The new independence results are, indeed, completely identical to a Find Out Now poll published at around this time last year, suggesting there may have been no particular trend in either direction.
A frequent source of consternation for the Yes campaign during the 2014 indyref was the gender gap in independence support, with women consistently less likely to say they planned to vote Yes. Find Out Now is suggesting a gender gap exists in the present day, but it's flipped over – women now support independence by the hefty margin of 50% to 41%, while men are narrowly opposed by 49% to 46%. That may, again, simply be a meaningless quirk thrown up by sampling variation, but it's interesting to note that the April poll from the same firm showed a bigger Yes majority among women than among men.
There will undoubtedly be some concern within the SNP that the poll shows them with only a seven-point advantage over Reform UK in Westminster voting intentions, which appears to be a halving of the gap since the last comparable numbers from Find Out Now. However, this result needs to be seen in the context of the established GB-wide pattern of Find Out Now showing more favourable numbers for Reform UK than any other polling company. It is no surprise at all to see the same pattern also extending to Scotland-only polls. That is not necessarily to say that Find Out Now are wrong about Reform UK's support, but it's a point of uncertainty, and therefore any sense of panic about Reform breathing down the SNP's necks would be misplaced.
The SNP will also be reassured to see that the Reform surge in Westminster voting intentions is not being fully replicated at Holyrood level.

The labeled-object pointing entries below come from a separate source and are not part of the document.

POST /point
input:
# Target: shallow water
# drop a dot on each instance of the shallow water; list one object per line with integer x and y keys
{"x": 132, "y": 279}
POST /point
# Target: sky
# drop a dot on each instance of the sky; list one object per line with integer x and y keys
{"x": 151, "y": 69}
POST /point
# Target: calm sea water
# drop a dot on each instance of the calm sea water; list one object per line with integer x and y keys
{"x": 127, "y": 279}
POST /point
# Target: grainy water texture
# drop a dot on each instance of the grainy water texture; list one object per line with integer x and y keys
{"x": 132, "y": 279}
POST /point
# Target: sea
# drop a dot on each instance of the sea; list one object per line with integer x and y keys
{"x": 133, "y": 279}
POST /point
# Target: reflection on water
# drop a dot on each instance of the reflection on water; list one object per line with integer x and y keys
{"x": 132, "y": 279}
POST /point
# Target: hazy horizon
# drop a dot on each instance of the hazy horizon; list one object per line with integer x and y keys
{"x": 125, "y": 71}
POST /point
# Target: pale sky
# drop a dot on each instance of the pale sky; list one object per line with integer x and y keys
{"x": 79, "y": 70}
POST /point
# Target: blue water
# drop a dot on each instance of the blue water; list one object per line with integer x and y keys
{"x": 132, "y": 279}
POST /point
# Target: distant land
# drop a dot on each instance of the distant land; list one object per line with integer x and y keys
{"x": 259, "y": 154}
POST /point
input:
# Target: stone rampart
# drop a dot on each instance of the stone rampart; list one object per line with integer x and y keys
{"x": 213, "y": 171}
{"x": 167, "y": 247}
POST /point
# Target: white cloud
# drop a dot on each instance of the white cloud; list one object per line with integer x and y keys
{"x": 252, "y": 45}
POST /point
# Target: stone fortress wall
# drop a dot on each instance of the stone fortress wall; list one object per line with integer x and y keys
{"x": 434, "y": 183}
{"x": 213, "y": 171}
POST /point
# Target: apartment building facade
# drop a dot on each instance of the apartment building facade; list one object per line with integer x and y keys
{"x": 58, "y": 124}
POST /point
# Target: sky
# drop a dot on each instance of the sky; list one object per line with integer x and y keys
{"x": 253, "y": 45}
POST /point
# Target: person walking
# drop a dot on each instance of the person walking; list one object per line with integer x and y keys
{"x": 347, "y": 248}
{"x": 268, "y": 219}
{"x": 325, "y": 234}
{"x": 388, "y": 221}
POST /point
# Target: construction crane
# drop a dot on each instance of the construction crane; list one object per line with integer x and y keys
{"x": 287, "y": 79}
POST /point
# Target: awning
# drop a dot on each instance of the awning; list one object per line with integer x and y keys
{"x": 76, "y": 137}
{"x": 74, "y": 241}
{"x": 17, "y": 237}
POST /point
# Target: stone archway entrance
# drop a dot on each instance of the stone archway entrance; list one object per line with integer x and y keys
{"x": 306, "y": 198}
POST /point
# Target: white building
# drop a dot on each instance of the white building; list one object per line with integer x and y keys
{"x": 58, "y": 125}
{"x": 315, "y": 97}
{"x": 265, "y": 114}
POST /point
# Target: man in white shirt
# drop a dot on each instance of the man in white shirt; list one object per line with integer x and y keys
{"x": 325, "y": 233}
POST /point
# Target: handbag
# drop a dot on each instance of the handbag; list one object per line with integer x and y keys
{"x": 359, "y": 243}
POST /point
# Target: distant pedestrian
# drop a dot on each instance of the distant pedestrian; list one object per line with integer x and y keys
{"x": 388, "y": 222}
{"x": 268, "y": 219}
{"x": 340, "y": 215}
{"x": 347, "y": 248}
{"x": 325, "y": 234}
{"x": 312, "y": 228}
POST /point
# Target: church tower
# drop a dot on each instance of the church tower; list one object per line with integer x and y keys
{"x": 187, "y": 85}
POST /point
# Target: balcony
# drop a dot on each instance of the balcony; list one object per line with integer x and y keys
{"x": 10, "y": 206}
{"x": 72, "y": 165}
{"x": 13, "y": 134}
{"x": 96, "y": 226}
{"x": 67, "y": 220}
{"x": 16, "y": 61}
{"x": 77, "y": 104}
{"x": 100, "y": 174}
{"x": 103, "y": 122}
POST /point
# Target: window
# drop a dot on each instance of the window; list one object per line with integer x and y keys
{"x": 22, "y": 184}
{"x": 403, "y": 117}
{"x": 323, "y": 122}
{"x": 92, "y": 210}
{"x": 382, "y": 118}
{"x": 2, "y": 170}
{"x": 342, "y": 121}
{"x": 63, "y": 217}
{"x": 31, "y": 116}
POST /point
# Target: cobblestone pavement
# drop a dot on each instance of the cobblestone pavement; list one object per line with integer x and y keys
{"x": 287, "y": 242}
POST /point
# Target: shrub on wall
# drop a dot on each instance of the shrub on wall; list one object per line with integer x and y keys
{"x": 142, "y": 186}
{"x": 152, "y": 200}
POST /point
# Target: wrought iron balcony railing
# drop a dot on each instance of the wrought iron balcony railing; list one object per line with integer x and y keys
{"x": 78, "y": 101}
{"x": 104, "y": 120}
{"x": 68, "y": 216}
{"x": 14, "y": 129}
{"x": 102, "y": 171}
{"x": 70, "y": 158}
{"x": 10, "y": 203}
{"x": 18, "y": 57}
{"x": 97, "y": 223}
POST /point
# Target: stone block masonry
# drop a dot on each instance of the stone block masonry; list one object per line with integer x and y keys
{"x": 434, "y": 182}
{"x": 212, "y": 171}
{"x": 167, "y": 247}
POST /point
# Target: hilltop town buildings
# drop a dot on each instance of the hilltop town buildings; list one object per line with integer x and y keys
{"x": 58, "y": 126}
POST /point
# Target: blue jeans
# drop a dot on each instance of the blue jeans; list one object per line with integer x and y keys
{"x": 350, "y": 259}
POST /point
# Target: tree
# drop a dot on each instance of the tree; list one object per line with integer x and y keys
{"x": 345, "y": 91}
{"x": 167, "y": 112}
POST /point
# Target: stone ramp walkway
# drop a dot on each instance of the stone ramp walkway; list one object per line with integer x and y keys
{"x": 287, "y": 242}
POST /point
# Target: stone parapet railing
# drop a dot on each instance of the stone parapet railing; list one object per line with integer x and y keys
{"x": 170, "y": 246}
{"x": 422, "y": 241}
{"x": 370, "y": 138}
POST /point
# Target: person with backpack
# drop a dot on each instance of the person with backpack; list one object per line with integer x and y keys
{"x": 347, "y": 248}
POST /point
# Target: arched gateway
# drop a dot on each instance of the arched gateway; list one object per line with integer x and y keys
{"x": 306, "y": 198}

Reform have leapfrogged Labour to take a clear second place in the Holyrood constituency ballot, but they remain a whopping 14 percentage points behind the SNP. If that position were to hold until the election in May, it might well represent a sort of "sweet spot" for the SNP, with Reform doing enough damage to Labour to allow the SNP to hold off their traditional rivals in large numbers of constituency seats, while not being seriously threatened in many constituencies by Reform themselves.
However, John Swinney's new and extremely tough self-imposed threshold of a single-party majority for the SNP to claim a mandate for an independence referendum means that he is essentially putting all his eggs into the basket of the constituency ballot. With the poll showing the SNP have only one-quarter of votes on the list, there is quite simply no credible path to an overall SNP majority that would involve list seats.
To reach the target, the SNP would probably have to literally win 65 of the 73 constituency seats – a feat they have never pulled off and were actually well short of on the one occasion they did win a majority in 2011. Delegates at the forthcoming SNP conference will presumably be weighing up whether it is really plausible to believe, even with the carnage that Reform's advance is causing, that such a total and unprecedented dominance of constituency seats by one party can be achieved on well under 40% of the vote.